2 Responses to “The Chaplain and the Atheists”

  1. I’m really interested that in the States chaplains are allowed to visit without a specific request from patient or family. Quite different here, and there’s no access to medical details beyond what the patient might share…so when I was doing a chaplaincy stint, I’d only get to see those who spoke the language….Wish there had been more opportunity to step beyond that. You are doing splendid things for God here.

  2. Kathryn,

    The differences in our contexts are very interesting.
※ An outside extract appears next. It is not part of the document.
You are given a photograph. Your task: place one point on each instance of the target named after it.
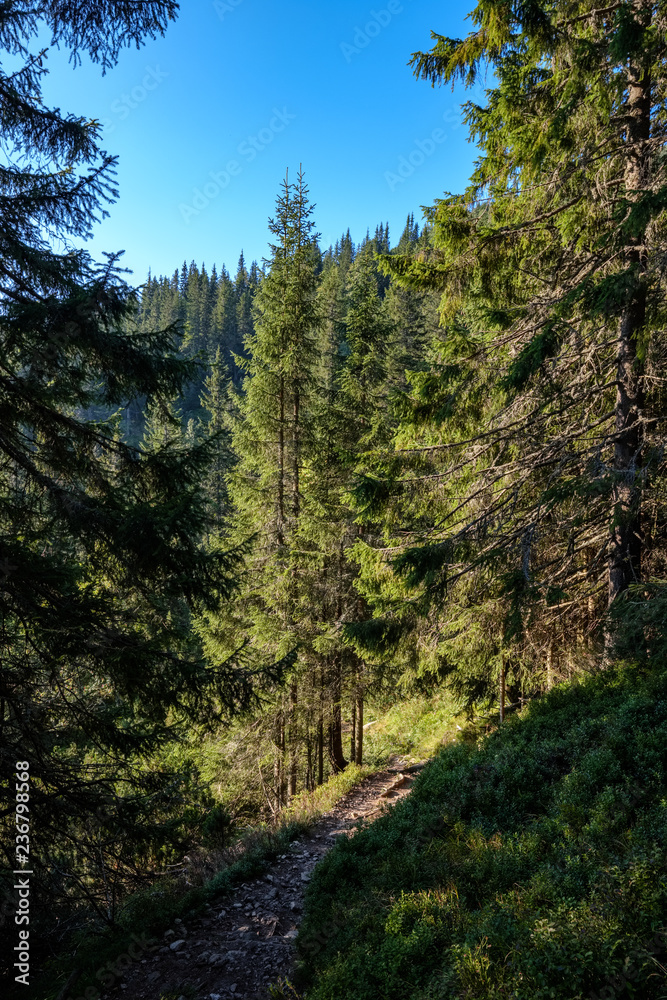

    If I only saw patients from my own denomination, I’d have nothing to do all day! Also, in many hospitals, including the one I work in, both patients, families, and staff often forget to call a chaplain or don’t know what chaplains do. We spent a lot of time telling people that we are here for all patients, families, and staff regardless of faith affiliation. As a chaplain I round on the various units and visit all the patients I encounter. If they wish they may kick me out of their rooms. My job is to help people access their own spiritual resources, no matter what those might be. When things go well and staff understand why we’re there, we get treated as part of the medical team. We get called in as emotional and spiritual support for family conferences, we get asked to visit the dying or those who have been hard for the staff to work with, and we generally help everyone take a more holistic view of the patient. As part of the medical staff we both read and write in charts and attend multi-disciplinary rounds. It’s a very interesting experience.

    If I visit a parishioner, on the other hand, my responsibilities are completely different. Also, just like any other visitor I would be prohibited by US law from reading the patient’s chart in that case.